Wednesday, November 30, 2011

Reinventing Discovery: Practical steps toward open science

What can you do if you're a scientist?

I recently finished reading Michael Nielsen's book Reinventing Discovery.  This is not another review of the book (there are many: Google it).  I'll just say it is a well written book on a very important topic, so go buy it now.

Towards the end of the book there is a section entitled "Practical steps toward open science" and one subsection is about what you can do if you're a scientist.  There are some good suggestions, some of which I'd like to expand on here, and I'd like to add some new suggestions as well.  The suggestions are roughly ordered in increasing effort (though not necessarily impact!), together with my own examples (where applicable).
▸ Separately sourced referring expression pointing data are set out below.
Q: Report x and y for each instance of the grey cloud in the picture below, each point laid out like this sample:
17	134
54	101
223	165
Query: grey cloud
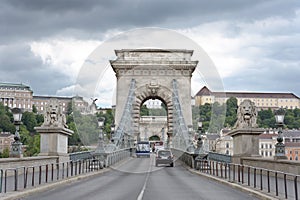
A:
19	65
35	19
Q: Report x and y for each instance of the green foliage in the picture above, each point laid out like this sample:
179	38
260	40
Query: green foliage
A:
86	127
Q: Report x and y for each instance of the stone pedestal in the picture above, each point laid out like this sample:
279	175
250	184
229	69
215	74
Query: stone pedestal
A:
245	143
54	142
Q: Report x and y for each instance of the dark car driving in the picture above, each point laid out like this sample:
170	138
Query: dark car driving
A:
164	157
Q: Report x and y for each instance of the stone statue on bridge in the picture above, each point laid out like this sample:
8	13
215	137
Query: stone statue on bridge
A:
54	116
246	115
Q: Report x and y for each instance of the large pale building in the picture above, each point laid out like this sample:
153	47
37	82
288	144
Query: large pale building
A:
16	95
21	96
261	100
6	139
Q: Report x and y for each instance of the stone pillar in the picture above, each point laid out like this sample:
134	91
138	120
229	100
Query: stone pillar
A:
245	143
54	132
54	142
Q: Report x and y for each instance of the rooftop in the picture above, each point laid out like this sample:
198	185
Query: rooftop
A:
14	85
204	91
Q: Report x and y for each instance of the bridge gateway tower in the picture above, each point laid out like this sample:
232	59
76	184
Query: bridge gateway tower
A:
153	72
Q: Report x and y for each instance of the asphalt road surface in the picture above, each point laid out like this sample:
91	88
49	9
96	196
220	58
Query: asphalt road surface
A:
139	179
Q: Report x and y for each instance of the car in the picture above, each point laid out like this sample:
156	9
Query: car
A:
164	156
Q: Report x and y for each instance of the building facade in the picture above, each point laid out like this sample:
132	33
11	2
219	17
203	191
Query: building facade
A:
21	96
261	100
5	140
40	102
16	95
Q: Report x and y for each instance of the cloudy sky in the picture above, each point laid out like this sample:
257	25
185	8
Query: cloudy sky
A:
254	44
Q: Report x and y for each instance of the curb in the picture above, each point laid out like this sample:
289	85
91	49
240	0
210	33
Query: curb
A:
41	188
255	193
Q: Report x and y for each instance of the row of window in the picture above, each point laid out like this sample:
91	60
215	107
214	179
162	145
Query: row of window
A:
266	146
266	153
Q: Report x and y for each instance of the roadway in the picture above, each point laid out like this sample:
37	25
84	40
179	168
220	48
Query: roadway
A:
138	178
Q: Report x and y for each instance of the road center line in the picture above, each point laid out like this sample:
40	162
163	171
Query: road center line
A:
140	197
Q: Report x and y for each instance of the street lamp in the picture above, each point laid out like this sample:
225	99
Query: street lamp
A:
17	145
199	138
279	146
112	131
100	147
191	147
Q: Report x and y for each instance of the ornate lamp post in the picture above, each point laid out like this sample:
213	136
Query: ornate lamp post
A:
279	146
163	134
100	151
199	139
191	147
17	145
112	131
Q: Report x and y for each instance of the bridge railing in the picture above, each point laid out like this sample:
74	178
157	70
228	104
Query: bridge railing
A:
274	183
186	157
23	177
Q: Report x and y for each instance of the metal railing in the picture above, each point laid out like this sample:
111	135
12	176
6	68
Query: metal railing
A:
16	179
276	183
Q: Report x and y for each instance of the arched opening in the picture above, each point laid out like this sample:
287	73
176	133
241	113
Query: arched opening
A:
153	119
154	138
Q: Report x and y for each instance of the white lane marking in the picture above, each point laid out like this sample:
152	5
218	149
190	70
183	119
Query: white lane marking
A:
140	197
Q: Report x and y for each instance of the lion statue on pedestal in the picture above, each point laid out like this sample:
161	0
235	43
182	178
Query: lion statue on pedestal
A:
246	115
54	116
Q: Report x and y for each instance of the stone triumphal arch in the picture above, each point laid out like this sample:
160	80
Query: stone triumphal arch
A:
153	72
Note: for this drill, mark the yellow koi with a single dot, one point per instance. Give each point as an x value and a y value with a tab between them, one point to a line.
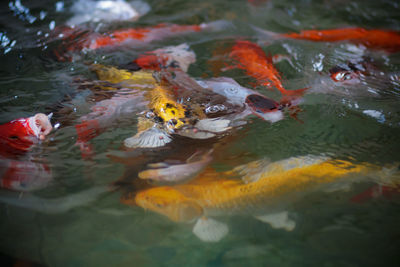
270	188
114	75
163	104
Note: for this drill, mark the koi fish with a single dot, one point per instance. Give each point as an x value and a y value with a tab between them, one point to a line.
24	176
19	135
150	34
386	40
126	100
376	39
74	40
354	78
252	59
375	192
264	191
254	102
106	10
165	117
177	56
165	172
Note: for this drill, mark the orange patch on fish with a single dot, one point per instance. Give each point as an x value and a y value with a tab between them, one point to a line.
214	192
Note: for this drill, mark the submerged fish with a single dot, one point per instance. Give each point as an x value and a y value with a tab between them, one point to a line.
76	39
354	78
106	10
252	59
387	40
375	38
253	101
128	100
19	135
264	191
24	175
165	172
177	56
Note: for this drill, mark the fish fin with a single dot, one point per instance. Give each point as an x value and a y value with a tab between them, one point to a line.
152	137
278	220
210	230
213	125
272	116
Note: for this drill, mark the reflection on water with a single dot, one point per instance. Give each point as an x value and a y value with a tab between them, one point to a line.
233	176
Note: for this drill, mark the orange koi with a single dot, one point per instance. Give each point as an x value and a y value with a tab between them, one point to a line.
19	135
251	57
376	39
147	34
264	191
74	40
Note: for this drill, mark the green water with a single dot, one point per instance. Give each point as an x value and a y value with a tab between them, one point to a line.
330	229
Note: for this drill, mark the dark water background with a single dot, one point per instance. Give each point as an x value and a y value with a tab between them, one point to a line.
330	231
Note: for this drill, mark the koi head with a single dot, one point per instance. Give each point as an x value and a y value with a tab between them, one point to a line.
169	202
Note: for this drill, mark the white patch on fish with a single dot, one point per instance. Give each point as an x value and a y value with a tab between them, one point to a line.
150	138
279	220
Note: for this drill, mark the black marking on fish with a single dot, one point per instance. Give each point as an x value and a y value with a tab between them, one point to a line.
261	104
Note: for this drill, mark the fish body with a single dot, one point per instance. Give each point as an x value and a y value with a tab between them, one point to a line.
372	38
165	107
24	176
269	189
19	135
236	94
178	172
148	34
106	10
171	56
252	59
124	101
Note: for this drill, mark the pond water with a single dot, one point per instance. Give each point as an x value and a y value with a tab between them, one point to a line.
98	230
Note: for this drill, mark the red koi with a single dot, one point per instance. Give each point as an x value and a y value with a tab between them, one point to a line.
376	39
74	40
19	135
143	34
252	58
24	175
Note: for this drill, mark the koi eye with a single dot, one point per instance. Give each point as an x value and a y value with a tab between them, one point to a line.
341	76
232	90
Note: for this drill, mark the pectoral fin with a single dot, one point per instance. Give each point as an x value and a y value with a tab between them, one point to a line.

If you have read the book it should be obvious why all these things are a good idea, so I'll focus on the "what" and "how", not the "why".  (Any questions, just leave a comment).  In all cases don't worry about the "audience": interested people will find your things using Google.

Recommend Michael's book to your colleagues
The book also makes a great graduation presents for PhDs.

Put your Powerpoint presentations on
You have many Powerpoint presentations and/or posters lying around.  Make a free account on Slideshare (it takes 5 minutes) and upload them. 

In addition to helping open science, Slideshare gives you viewing statistics, which are great for grant reports where you have to list talks. Furthermore, you have an online backup of your talks.
Example.  If you want to go one step further in sharing talks and papers see this example and this example.

Share papers and other things that interests you on Google+ and/or Twitter
If you have a Google account (or Gmail address) you have Google+, you just need to set it up.  Setting up a Twitter account takes 5 minutes.  When you come across an interesting paper or web site, share it on these sites.  I use Twitter for this since most journal pages have a "twitter button", but not yet a Google+ button.

You'll also often see a Facebook button, but items posted on Facebook are usually not discoverable by Google, so not very "open".  You might also want to check out Mendeley, CiteULike, Diggit, etc. but I don't have any direct experience with these sites yet.

In addition to helping open science, the list of your Google+ posts/tweets provides a convenient reminder of things you've found interesting.

Start a blog
Setting up a blog (for example using Google blogger) takes 10-20 minutes. The main trouble people have with blogs is finding something to write about.  They often blame this on lack of time, but I think it has more to do with preconceived notions on what and how often one should post.

My advice is to think of a blog as a giant bulletin board where you post things currently of interest to you without worrying if they are of interest to anyone else or if it relates to a particular theme.  The blog you're reading now has several examples: conference talks and posters, interesting papers, new papers from the group, summary of in-class discussions, things you've figures out and don't want to forget (here, here, and here), teaching material, links related to talkselectronic postcards to the group, pictures from conferences, etc., etc., etc.  (Note that this is a group blog: I didn't write all of the posts).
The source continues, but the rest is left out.